Closed kuriot closed 1 year ago
I forgot to write that GPU is Nvidia RTX 3070.
Hi, i also had issues to get this running in a vast.ai machine (it’s also Linux) Spend a few hours to get it running and wrote a script for that. Maybe it helps you.
You can find it here
Please report of it work to you. My problem is if I create Lora with the Linux machines I get desaturated images when use my trained Lora’s. Could you please report if you had similar problems?
Thanks 😊
Hi, i also had issues to get this running in a vast.ai machine (it’s also Linux) Spend a few hours to get it running and wrote a script for that. Maybe it helps you.
You can find it here
Please report of it work to you. My problem is if I create Lora with the Linux machines I get desaturated images when use my trained Lora’s. Could you please report if you had similar problems?
Thanks blush
Your script helped me, thanks. But I didn't use it entirely. Setting MKL_THREADING_LAYER helped me with some strange problem about Intel CPU (I use AMD).
I also decided to check what setup.sh
does and do everything my way and with conda.
That is my installation process:
rm -rf ./venv
conda create -n kohya python=3.10.9
conda activate kohya
conda install pytorch==1.13.1 torchvision==0.14.1 xformers -c pytorch -c nvidia -c xformers
pip install triton
conda install -c conda-forge cudatoolkit=11.8.0
python3 -m pip install nvidia-cudnn-cu11==8.6.0.163 tensorflow==2.12.*
mkdir -p $CONDA_PREFIX/etc/conda/activate.d
echo 'CUDNN_PATH=$(dirname $(python -c "import nvidia.cudnn;print(nvidia.cudnn.__file__)"))' >> $CONDA_PREFIX/etc/conda/activate.d/env_vars.sh
echo 'export LD_LIBRARY_PATH=$LD_LIBRARY_PATH:$CONDA_PREFIX/lib/:$CUDNN_PATH/lib' >> $CONDA_PREFIX/etc/conda/activate.d/env_vars.sh
source $CONDA_PREFIX/etc/conda/activate.d/env_vars.sh
And launch script:
#!/usr/bin/env bash
source ~/.miniconda3/etc/profile.d/conda.sh
conda activate kohya
export LD_LIBRARY_PATH=$CONDA_PREFIX/lib/:$CUDNN_PATH/lib:$LD_LIBRARY_PATH
export MKL_THREADING_LAYER=1
SCRIPT_DIR=$(cd -- "$(dirname -- "$0")" && pwd)
cd "$SCRIPT_DIR"
python "$SCRIPT_DIR/kohya_gui.py" "$@"
Now I don't get any errors and training is working. On my Nvidia RTX 3070 115W laptop video card I get 2.7 tokens per second with the maximum resolution of dataset images 768x768. I don't know if it is OK, or no.

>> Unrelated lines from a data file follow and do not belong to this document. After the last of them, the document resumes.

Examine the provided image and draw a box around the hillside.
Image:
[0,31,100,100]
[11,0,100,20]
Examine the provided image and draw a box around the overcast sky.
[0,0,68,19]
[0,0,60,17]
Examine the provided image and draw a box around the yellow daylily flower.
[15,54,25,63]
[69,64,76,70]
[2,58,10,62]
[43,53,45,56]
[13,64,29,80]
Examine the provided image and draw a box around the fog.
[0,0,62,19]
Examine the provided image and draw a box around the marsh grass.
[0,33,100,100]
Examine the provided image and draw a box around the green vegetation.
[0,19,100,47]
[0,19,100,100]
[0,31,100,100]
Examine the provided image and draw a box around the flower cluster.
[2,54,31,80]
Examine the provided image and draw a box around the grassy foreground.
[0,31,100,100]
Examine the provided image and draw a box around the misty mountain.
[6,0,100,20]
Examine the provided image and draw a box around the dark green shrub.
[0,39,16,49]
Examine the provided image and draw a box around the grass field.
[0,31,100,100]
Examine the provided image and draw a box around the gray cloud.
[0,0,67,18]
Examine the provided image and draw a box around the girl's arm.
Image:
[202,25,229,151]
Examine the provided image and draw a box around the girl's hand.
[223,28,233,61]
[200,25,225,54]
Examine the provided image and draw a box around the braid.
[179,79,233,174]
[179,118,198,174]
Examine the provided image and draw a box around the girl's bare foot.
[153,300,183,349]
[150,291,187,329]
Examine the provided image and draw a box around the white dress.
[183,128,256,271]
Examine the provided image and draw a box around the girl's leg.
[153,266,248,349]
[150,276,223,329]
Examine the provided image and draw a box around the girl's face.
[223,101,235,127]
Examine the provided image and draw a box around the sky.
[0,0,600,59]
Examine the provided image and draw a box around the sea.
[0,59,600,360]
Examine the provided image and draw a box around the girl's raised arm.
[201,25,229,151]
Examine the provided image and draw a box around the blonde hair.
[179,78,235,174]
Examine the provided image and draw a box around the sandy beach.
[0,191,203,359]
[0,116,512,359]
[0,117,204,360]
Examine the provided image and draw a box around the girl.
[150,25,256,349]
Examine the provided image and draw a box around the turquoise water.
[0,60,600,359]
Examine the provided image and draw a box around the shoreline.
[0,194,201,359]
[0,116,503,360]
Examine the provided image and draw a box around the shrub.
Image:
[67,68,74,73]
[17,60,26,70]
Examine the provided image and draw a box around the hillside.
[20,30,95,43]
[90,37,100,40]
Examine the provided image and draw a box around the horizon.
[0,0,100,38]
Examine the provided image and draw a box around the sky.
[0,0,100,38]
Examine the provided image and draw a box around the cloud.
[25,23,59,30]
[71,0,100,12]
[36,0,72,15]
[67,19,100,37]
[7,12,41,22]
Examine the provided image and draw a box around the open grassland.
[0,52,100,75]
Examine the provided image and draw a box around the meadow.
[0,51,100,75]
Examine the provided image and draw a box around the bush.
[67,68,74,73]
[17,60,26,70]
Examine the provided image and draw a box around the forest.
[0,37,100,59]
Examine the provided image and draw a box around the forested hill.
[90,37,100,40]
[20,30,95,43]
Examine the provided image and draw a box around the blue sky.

I use Torch v1.13.1, because with 2.0.0 and 2.0.1 I had problems in Stable Diffusion, so I stick to 1.13.1 on Linux for now.
Hm will try this out, maybe it helps me with my desaturated images.
So you don’t install it with the setup.sh script? Only with the steps above?
Hm will try this out, maybe it helps me with my desaturated images.
So you don’t install it with the setup.sh script? Only with the steps above?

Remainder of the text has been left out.